The economic, social, environmental reality of a society is reflected in the crime category made by it. In the Inca society of Peru, the destruction of a bridge was the most serious crime as it was a country, which was crisscrossed by ravines and canyons and bridges were the only ways of communication. A person without a horse was in danger of death among North American Plains Indians, so theft of a horse was the most heinous crime in that society. In the ancient Germanic tribes honesty was the only source of sugar for food. Some argued that crimes are defined by a small group who hold the rein of control in a society or in a organized state. To them those activities which are likely to threaten their vested interest ate crimes. Sometimes categorization of crime depends on the existing values and morality.

Legal definition of crime
Legal definition of crime is convenient in distinguishing crime from sin and moral wrongs and it gives a basic premise for characterizing criminology as scientific and precise. Paul W. Tappan defined crime as “an intentional act or omission in violation of criminal law, committed without defense or justification sanctioned by the state as felony or misdemeanor.” To become crime any conduct must be an intentional act or omission in violation of criminal law.

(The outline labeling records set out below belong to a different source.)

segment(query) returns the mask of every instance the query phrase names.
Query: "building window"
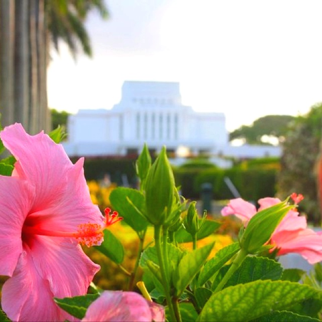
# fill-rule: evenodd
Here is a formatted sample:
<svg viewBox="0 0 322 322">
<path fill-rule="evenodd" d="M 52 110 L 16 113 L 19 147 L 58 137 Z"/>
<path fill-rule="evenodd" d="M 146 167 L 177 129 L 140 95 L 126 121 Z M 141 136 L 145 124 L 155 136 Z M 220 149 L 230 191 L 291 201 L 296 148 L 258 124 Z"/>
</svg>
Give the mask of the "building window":
<svg viewBox="0 0 322 322">
<path fill-rule="evenodd" d="M 147 114 L 146 114 L 146 112 L 145 112 L 144 113 L 144 139 L 146 139 L 146 138 L 147 137 Z"/>
<path fill-rule="evenodd" d="M 151 118 L 151 132 L 152 139 L 154 140 L 155 138 L 155 114 L 154 112 L 152 113 Z"/>
<path fill-rule="evenodd" d="M 167 138 L 169 140 L 170 139 L 170 130 L 171 129 L 171 116 L 170 114 L 167 115 Z"/>
<path fill-rule="evenodd" d="M 123 115 L 120 115 L 120 128 L 119 128 L 119 138 L 120 139 L 120 141 L 122 141 L 122 140 L 123 140 L 123 129 L 124 129 L 124 124 L 123 124 L 123 122 L 124 122 L 124 120 L 123 120 Z"/>
<path fill-rule="evenodd" d="M 140 127 L 141 126 L 141 124 L 140 124 L 140 113 L 136 113 L 136 138 L 137 139 L 139 139 L 140 138 Z"/>
<path fill-rule="evenodd" d="M 159 116 L 159 138 L 162 139 L 163 137 L 163 115 L 160 114 Z"/>
<path fill-rule="evenodd" d="M 178 114 L 175 114 L 175 139 L 178 140 Z"/>
</svg>

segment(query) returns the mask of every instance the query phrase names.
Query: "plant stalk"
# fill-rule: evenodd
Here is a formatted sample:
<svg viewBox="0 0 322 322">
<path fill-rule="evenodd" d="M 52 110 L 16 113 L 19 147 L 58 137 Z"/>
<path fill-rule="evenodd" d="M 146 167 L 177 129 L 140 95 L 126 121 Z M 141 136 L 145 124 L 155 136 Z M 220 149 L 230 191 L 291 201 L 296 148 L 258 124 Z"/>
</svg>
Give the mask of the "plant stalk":
<svg viewBox="0 0 322 322">
<path fill-rule="evenodd" d="M 154 226 L 154 241 L 155 243 L 155 248 L 156 254 L 159 261 L 161 277 L 162 278 L 163 287 L 166 293 L 166 298 L 168 304 L 169 313 L 171 318 L 171 321 L 177 321 L 175 311 L 174 310 L 171 297 L 170 296 L 170 284 L 168 280 L 167 275 L 167 269 L 165 263 L 165 259 L 163 252 L 163 248 L 161 245 L 160 232 L 162 226 L 161 225 Z"/>
</svg>

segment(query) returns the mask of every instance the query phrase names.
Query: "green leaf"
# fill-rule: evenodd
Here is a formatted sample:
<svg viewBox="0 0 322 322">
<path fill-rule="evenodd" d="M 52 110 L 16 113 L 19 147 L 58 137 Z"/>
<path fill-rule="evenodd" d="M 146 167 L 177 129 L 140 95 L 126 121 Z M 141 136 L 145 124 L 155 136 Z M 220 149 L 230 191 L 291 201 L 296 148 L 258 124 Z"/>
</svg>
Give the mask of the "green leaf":
<svg viewBox="0 0 322 322">
<path fill-rule="evenodd" d="M 74 297 L 54 297 L 54 300 L 61 308 L 73 316 L 83 318 L 85 316 L 88 307 L 99 296 L 99 294 L 88 294 L 82 296 Z"/>
<path fill-rule="evenodd" d="M 0 120 L 1 119 L 1 113 L 0 113 Z M 0 123 L 0 131 L 3 130 L 2 125 L 1 125 L 1 123 Z M 5 145 L 4 145 L 4 143 L 2 141 L 2 140 L 0 138 L 0 154 L 4 152 L 4 151 L 6 149 L 5 147 Z"/>
<path fill-rule="evenodd" d="M 318 317 L 319 312 L 322 309 L 322 292 L 319 290 L 318 296 L 297 303 L 289 310 L 301 315 Z"/>
<path fill-rule="evenodd" d="M 297 268 L 285 269 L 283 271 L 281 279 L 290 282 L 298 282 L 305 273 L 305 271 Z"/>
<path fill-rule="evenodd" d="M 212 292 L 206 287 L 198 287 L 195 292 L 195 296 L 199 307 L 203 307 L 212 295 Z"/>
<path fill-rule="evenodd" d="M 230 265 L 222 268 L 219 274 L 216 276 L 211 289 L 215 288 L 219 283 L 221 276 L 224 275 Z M 240 266 L 232 274 L 232 276 L 225 284 L 224 287 L 228 287 L 237 284 L 245 284 L 257 280 L 280 279 L 282 276 L 283 268 L 281 265 L 273 260 L 267 257 L 246 257 Z"/>
<path fill-rule="evenodd" d="M 58 125 L 54 130 L 48 133 L 49 137 L 55 143 L 60 143 L 66 136 L 64 127 Z"/>
<path fill-rule="evenodd" d="M 108 229 L 104 230 L 104 240 L 100 246 L 94 246 L 98 251 L 116 264 L 121 264 L 124 258 L 124 250 L 121 242 Z"/>
<path fill-rule="evenodd" d="M 1 322 L 11 322 L 11 321 L 1 309 L 0 309 L 0 321 Z"/>
<path fill-rule="evenodd" d="M 199 218 L 199 222 L 202 221 L 202 218 Z M 206 219 L 201 226 L 200 230 L 197 232 L 197 239 L 202 239 L 208 237 L 221 225 L 219 222 L 211 219 Z M 181 227 L 175 233 L 175 238 L 178 243 L 189 243 L 192 242 L 191 235 L 183 227 Z"/>
<path fill-rule="evenodd" d="M 111 192 L 110 201 L 113 209 L 138 234 L 146 229 L 148 222 L 143 215 L 145 202 L 142 193 L 129 188 L 117 188 Z"/>
<path fill-rule="evenodd" d="M 214 293 L 198 321 L 250 321 L 317 296 L 312 287 L 286 281 L 258 280 Z"/>
<path fill-rule="evenodd" d="M 173 244 L 169 244 L 167 245 L 168 258 L 170 263 L 173 263 L 175 267 L 178 266 L 183 253 L 181 250 L 175 246 Z M 159 265 L 159 261 L 156 254 L 156 249 L 154 246 L 148 247 L 142 253 L 140 259 L 139 264 L 142 268 L 148 267 L 146 264 L 147 260 L 153 262 L 156 265 Z"/>
<path fill-rule="evenodd" d="M 219 250 L 205 264 L 198 278 L 198 284 L 203 285 L 239 250 L 239 243 L 234 243 Z"/>
<path fill-rule="evenodd" d="M 252 322 L 318 322 L 320 320 L 288 311 L 275 311 Z"/>
<path fill-rule="evenodd" d="M 14 167 L 11 165 L 6 165 L 0 163 L 0 175 L 10 177 L 14 170 Z"/>
<path fill-rule="evenodd" d="M 200 271 L 213 249 L 214 243 L 204 246 L 181 259 L 173 277 L 173 283 L 178 297 L 185 290 L 196 274 Z"/>
<path fill-rule="evenodd" d="M 147 260 L 146 261 L 146 266 L 150 270 L 150 272 L 153 274 L 155 277 L 156 279 L 160 283 L 162 283 L 162 277 L 161 276 L 161 272 L 160 271 L 160 267 L 154 264 L 152 261 Z M 155 285 L 155 284 L 154 284 Z"/>
<path fill-rule="evenodd" d="M 195 322 L 198 317 L 198 313 L 192 303 L 179 303 L 179 310 L 181 319 L 184 322 Z"/>
<path fill-rule="evenodd" d="M 10 165 L 11 166 L 14 166 L 16 161 L 16 158 L 13 155 L 10 155 L 8 157 L 5 157 L 4 159 L 0 160 L 1 163 L 4 163 L 5 165 Z"/>
<path fill-rule="evenodd" d="M 313 267 L 315 278 L 320 283 L 322 282 L 322 264 L 320 263 L 316 263 Z"/>
</svg>

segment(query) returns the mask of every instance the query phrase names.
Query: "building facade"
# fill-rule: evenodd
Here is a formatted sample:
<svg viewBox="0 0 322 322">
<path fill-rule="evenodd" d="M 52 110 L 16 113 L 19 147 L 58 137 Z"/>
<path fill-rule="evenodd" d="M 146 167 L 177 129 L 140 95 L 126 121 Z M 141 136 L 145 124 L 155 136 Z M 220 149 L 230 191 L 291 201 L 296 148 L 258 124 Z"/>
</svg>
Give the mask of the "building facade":
<svg viewBox="0 0 322 322">
<path fill-rule="evenodd" d="M 166 145 L 178 157 L 231 156 L 240 147 L 229 145 L 224 114 L 182 105 L 178 83 L 125 82 L 118 104 L 111 110 L 79 110 L 69 117 L 67 132 L 63 144 L 70 156 L 137 154 L 144 143 L 156 152 Z M 257 156 L 279 152 L 259 147 Z"/>
</svg>

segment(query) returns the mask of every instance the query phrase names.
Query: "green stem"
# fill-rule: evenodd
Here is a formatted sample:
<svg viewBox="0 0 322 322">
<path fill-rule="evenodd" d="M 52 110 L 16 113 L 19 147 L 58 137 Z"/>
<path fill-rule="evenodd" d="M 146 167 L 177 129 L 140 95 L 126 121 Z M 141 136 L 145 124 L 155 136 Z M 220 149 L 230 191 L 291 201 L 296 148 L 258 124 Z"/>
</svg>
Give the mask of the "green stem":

If some defense or justification is available for the alleged act or omission, it will not come within the purview of crime. An act or omission does not need to be always intentional in order to be a crime. It can be made punishable with reference to knowledge, recklessness, or negligence, or on the basis of strict responsibility, which does not require any reference to the mental element of the wrongdoer.

Social definition of crime by Sutherland
-there must be a value which is politically important and appreciated by a group or part of a group
-there must be some people who do not appreciate the value or appreciate it less highly and later attempt to violate it
-the people appreciating the value should decently take resort to coercion to the people who disregard the value
Social definitions imply that in a society the bulk of the people have to follow some values, which they consider very sacred and necessary to maintain social solidarity.